Heading: errors in final judgment.

Text: Although the jury was only instructed on seven counts of criminal abuse and the jury found Appellant guilty of only those seven counts, the amended final judgment erroneously adjudged him guilty of eight counts of criminal abuse and sentenced him to ten additional years of imprisonment for the eighth count. The Commonwealth concedes the error. Appellant also asserts that the final judgment fails to state whether his sentences are to run consecutively or concurrently as required by RCr 11.04(1). If the court does not specify the manner in which a sentence is to run, it shall run concurrently with any other sentence which the defendant must serve, subject to exceptions not applicable here. KRS 532.110(2). However, Appellant concedes that at the sentencing hearing the trial judge orally expressed his intent to run the sentences consecutively [i]nsofar as possible for a total of 120 years.

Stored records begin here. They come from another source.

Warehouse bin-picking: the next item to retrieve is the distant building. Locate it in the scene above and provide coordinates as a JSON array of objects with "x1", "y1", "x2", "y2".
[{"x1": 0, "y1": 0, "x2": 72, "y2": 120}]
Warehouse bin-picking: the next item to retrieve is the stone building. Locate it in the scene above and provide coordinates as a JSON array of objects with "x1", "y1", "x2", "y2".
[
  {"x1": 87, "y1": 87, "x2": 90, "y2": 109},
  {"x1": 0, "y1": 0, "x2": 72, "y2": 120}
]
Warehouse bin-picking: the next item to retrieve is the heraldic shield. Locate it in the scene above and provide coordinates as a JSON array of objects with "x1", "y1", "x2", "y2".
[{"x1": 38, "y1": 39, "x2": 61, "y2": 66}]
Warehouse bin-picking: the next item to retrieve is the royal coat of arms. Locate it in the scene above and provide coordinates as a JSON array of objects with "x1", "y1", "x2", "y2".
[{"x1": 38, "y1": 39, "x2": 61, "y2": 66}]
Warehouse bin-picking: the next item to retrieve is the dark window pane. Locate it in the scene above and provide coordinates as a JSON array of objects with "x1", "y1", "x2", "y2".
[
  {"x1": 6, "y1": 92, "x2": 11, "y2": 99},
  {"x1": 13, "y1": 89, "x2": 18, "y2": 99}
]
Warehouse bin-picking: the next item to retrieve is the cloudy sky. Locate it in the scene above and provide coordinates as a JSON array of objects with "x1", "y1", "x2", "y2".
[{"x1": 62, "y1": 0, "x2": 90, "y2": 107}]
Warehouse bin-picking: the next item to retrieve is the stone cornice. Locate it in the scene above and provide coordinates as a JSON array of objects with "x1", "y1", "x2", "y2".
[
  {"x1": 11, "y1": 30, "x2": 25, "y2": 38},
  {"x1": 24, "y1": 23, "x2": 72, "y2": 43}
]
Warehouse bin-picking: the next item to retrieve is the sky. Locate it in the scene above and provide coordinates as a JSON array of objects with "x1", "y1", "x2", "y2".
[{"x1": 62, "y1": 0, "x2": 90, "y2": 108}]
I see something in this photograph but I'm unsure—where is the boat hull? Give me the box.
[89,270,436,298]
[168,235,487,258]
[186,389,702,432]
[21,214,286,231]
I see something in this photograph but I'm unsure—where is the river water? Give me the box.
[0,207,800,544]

We do not know whether the trial judge changed his mind or whether the omission from the judgment was a clerical error. Cardwell v. Commonwealth, 12 S.W.3d 672, 674 (Ky. 2000). If the omission was a clerical error and the trial judge intended to impose a sentence in excess of seventy years, the sentence violates KRS 532.110(1)(c). The judgment must be vacated insofar as it recites a conviction of and sentence for an offense of which Appellant was not convicted, and insofar as it imposes a maximum aggregate sentence in excess of seventy years. Accordingly, Appellant's convictions are affirmed but the judgment entered pursuant to those convictions is vacated and this case is remanded to the Lawrence Circuit Court for entry of a new judgment that conforms to RCr 11.04(1) and KRS 532.110(1)(c). All concur.